弁護士法人ALG
弁護士 井内健雄

ア 顎関節症に関する医学的知見

  (ア)定義

     顎関節症とは、顎関節や咀嚼筋等の疼痛、関節雑音、閉口障害ないし顎運動異常を主要症候とし、類似の症状を呈する疾患を除外したものである顎関節症の主症状は顎関節部や関連筋肉の疼痛、開閉口時の顎関節部の雑音、開閉口障害であり、顎関節疾患の中で最も頻度が高い疾患である。
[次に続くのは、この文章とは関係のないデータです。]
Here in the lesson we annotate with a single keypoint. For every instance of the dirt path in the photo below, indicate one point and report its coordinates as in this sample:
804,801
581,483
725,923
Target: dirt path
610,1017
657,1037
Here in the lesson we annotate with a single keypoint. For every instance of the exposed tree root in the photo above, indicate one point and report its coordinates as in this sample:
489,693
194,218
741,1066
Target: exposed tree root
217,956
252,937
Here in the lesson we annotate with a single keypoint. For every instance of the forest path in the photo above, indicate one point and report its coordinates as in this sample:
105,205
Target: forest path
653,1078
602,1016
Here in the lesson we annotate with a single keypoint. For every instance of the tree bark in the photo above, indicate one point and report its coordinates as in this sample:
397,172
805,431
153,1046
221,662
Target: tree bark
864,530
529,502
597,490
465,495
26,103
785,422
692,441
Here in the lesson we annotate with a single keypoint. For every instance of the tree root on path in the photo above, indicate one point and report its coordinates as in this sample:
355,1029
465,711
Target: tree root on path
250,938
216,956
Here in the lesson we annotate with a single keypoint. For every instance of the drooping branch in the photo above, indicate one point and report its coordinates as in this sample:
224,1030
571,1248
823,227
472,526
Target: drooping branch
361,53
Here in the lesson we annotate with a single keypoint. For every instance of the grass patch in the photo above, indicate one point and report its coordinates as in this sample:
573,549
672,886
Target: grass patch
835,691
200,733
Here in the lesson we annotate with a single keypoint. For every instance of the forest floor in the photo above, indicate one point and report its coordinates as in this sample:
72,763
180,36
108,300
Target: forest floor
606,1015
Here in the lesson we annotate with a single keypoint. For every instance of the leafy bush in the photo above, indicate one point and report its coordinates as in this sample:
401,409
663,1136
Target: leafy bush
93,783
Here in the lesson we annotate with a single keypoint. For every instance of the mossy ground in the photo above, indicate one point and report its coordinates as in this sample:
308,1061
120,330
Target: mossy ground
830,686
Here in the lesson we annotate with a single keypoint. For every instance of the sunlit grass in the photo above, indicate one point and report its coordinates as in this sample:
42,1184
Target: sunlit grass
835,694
     そして、顎関節症の病態については、5型に分類されている。

  (イ)顎関節症Ⅳ型:変形性顎関節症

   ⅰ 病態

     顎関節を構成する骨に変形をきたした症型であり、多くは、非復位性円板転位から移行する。

   ⅱ 臨床症状
 骨表面の変形のため関節運動が平滑でなく、開閉口時にガリガリ、ゴリゴリといった雑音(クレピタス音)を発する。骨変形の進行に伴い、関節内部構造も破壊されて関節内癒着が起こり、臨床的には関節運動痛や開口障害を起こす。

   ⅲ 診断
 各種X線検査やMRI検査により骨の変形を認める。関節腔内の病態把握には、顎関節造影検査や関節鏡検査が必要である。

   ⅳ 治療
ⅰ)内服

      顎関節痛の軽減には、非ステロイド性消炎鎮痛剤の内服が有効である。

   (ⅱ)顎関節腔内洗浄

      関節腔内に組織分解産物が停滞し、滑膜炎が強い場合には顎関節腔内洗浄を行う。

   (ⅲ)スプリント

      スプリントは顎関節の負荷を軽減する。

   (ⅳ)開口訓練

      開口障害に対しては、徒手及び器具による開口訓練を行う。

   (ⅴ)癒着剥離受動術

      開口訓練を行っても効果がない場合には、関節腔内で線維性癒着を起こしていることが多いので、顎関節鏡視下にて癒着剥離受動術を行う。